A great opportunity for advanced research in machine learning

ICTP researcher Jean Barbier has been awarded a prestigious European Research Council Starting Grant to support his research in statistics for machine learning. A statistical physicist with a strong interest in mathematics and data science, Barbier works in ICTP's Quantitative Life Sciences section.

The ERC grant will fund a five-year multidisciplinary project that will tackle questions concerning machine learning and neural networks using high-dimensional statistics, that is, the statistics needed to understand modern information processing and inference systems, and information theory.

"Machine learning and neural networks are at the root of many technological applications, such as self-driving cars, natural language processing, and image recognition," says Barbier. "These are versatile and powerful algorithms, but they are extremely complex.
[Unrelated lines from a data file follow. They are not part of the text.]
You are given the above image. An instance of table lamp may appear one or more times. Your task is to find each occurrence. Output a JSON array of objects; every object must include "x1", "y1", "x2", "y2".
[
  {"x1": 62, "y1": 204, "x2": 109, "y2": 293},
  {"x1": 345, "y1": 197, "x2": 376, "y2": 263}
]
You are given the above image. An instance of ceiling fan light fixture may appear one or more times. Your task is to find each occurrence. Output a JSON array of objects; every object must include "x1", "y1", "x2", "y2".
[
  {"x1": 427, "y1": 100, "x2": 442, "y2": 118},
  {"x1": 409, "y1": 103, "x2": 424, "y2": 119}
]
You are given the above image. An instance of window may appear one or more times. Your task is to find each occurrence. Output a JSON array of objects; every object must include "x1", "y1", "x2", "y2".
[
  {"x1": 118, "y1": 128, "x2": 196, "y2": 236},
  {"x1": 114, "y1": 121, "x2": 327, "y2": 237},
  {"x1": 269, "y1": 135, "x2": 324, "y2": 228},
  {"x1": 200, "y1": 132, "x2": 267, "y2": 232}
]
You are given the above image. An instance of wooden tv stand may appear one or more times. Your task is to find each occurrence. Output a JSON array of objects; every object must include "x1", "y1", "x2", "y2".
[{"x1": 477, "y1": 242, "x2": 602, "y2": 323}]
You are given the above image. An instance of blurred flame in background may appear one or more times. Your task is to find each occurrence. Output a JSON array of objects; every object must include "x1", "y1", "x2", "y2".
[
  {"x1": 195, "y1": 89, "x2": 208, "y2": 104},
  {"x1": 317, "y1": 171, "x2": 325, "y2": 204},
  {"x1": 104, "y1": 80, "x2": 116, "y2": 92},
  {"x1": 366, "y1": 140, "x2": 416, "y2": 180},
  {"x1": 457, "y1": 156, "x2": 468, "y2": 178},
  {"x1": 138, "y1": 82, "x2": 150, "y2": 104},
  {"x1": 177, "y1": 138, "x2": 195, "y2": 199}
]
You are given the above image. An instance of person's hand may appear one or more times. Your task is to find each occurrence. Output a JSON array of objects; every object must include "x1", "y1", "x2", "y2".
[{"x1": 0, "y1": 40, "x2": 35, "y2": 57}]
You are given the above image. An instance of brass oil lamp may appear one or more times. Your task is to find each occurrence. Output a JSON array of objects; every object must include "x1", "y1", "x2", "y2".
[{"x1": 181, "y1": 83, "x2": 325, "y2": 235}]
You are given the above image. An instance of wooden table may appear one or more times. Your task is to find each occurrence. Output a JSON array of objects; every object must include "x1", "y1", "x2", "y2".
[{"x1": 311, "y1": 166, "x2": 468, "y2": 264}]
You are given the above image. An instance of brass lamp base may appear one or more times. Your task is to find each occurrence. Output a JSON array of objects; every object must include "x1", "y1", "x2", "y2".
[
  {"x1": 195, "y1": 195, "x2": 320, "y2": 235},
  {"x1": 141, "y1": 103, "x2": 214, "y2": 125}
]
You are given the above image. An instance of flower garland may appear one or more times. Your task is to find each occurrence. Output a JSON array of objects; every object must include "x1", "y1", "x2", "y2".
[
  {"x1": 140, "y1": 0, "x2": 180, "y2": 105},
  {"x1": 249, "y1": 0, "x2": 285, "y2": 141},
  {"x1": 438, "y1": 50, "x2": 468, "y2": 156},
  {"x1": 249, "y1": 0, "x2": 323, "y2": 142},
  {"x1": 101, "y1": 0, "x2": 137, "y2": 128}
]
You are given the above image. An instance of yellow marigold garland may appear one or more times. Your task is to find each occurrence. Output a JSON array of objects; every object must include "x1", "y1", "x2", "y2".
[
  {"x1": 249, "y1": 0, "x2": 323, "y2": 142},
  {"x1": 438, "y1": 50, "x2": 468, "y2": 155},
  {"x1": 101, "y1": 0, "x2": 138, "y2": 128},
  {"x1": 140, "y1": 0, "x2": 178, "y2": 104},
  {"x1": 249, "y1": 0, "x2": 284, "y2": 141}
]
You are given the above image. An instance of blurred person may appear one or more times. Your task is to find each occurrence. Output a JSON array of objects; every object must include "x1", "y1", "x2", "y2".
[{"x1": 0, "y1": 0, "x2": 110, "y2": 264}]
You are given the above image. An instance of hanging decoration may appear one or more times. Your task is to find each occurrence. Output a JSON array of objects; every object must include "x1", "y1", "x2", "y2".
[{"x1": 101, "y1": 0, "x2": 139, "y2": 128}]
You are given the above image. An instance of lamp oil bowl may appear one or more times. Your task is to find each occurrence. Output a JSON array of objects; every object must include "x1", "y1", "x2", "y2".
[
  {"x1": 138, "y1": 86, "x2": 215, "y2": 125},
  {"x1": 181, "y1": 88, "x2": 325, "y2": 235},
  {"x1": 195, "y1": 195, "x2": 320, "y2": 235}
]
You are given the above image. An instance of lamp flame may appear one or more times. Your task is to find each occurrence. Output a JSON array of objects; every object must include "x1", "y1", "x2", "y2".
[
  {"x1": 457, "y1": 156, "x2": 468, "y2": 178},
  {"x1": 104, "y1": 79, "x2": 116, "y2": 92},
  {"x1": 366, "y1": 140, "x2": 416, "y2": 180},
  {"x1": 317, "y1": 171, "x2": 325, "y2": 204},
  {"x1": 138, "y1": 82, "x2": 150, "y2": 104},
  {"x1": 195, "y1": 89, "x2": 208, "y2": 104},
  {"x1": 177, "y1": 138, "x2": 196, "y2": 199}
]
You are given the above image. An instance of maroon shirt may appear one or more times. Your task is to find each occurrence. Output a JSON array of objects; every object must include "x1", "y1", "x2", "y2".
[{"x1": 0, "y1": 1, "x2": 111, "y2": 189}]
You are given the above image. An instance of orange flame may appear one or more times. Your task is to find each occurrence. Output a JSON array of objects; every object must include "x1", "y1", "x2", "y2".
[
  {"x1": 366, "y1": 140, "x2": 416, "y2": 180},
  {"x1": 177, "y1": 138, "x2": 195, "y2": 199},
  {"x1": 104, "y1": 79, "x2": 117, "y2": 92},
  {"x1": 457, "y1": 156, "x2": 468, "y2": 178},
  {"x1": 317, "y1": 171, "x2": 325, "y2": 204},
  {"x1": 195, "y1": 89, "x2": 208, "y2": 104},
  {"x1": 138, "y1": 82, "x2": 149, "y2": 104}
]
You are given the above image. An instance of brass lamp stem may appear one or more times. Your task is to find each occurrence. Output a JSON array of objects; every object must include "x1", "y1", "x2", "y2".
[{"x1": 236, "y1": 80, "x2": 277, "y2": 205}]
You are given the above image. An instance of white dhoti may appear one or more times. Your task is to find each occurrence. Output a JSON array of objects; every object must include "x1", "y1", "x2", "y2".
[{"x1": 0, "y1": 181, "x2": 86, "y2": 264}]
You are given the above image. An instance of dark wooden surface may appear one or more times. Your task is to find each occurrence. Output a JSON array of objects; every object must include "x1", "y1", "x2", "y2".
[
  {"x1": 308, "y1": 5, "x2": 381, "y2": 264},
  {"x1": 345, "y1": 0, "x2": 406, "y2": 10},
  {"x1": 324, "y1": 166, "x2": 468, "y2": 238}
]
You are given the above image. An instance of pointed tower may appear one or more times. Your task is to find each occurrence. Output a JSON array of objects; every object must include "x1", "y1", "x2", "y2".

The main problem in this field nowadays is that we miss a strong theoretical explanation of why they work so well. The type of neural networks that scientists are able to mathematically analyse are somehow oversimplified with respect to the realistic ones that are used in practice by engineers in a multitude of technological applications. There is a huge gap between the two."

The goal of the project is to provide better statistical tools in order to model more "realistic" neural networks that are used on a daily basis in modern technologies, and to precisely quantify the performance of such algorithms.

The title of the project, CHORAL, comes from "Computational Hardness Of RepresentAtion Learning". Representation learning refers generically to the set of actions and techniques of parameters tuning, performed by virtual machines, that allows a system to automatically classify raw data. "In a machine learning process, what we want is that the machine creates an internal representation of some complex input data," says Barbier. "Once the machine has been trained and has learned from data, it is then able to generalize, to process new data independently and efficiently using its own representation of it."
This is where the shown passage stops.